29
Aber gehen wir doch besser zurück zum 4. Januar in die Notaufnahme, und zwar zur Erfassung der persönlichen Daten. Nach dem ersten Check durch die Krankenpfleger saß ich konsterniert auf einem Stuhl. Das Anlegen des Gipsverbandes am rechten Unterarm und Nähen der Platzwunde auf meiner Stirn stand mir noch bevor.
Wichtiger als dies war selbstverständlich die genaue Aufnahme meiner Daten; dies wurde von einer Pflegerin protokolliert. Neben Namen und Krankenversicherung interessierte sie sich für den genauen Tathergang, der zu meiner Verletzung geführt hatte. Dies schilderte ich ihr in der situativ gebotenen Ausführlichkeit. Das kann ich nicht kurz und knackig.

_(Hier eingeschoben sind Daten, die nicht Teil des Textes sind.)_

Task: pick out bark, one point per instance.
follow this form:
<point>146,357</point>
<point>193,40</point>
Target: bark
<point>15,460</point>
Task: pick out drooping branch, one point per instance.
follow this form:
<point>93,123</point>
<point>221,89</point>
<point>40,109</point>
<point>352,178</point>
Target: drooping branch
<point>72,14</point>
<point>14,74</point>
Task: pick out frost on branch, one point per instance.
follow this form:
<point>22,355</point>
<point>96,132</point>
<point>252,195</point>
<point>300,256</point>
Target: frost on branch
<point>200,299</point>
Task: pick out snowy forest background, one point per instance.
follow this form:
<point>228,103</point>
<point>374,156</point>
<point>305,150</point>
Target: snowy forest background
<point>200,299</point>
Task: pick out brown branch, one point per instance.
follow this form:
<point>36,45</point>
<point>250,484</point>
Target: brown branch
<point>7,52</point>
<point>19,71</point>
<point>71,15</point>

Und eins hatte ich hierbei erwähnt: Es handelte sich um einen Arbeitsplatzunfall. Denn ich war ja mit dem Rad auf den Weg zum Bahnhof und damit zur Arbeit gewesen. Obwohl dies nicht meine Baustelle im rechtlichen Bereich ist, weiß ich, das der Weg zur Arbeit über die Unfallversicherung abgedeckt wird.
Da mich die Pflegerin richtigerweise als Beamten im Rang eines Privatpatienten einsortiert hatte, konnte sie den routinemäßig auszufüllenden Unfallbogen für die Gemeindeunfallversicherung (GUV) nicht verwenden und fragte eine Kollegin, wie denn jetzt zu verfahren sei. Da diese auch keine Antwort parat hatte, musste ein Kollege im Haus gefunden werden, der zu dieser frühen Zeit schon im Haus war und sich angeblich auch noch auskannte.

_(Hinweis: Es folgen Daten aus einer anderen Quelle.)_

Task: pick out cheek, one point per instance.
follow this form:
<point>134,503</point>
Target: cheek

Dadurch verzögerte sich meine Behandlung um einige Minuten, bis die entscheidende Information offensichtlich eingeholt werden konnte. Und die lautete dahingehend, dass bei Beamten keine Meldung an die GUV erfolgt und deshalb auch nichts weiter zu veranlassen wäre. Um es hier klar darzustellen: Die Pfleger sagten mir explizit, dass für Beamte keine Meldung wegen eines Unfalls auf dem Weg zur Arbeit erfolgt. Oder anders: Für Beamte sei dies kein Arbeitsunfall im Sinne des GUV und würde ganz normal über Beihilfe und Krankenkasse abgerechnet.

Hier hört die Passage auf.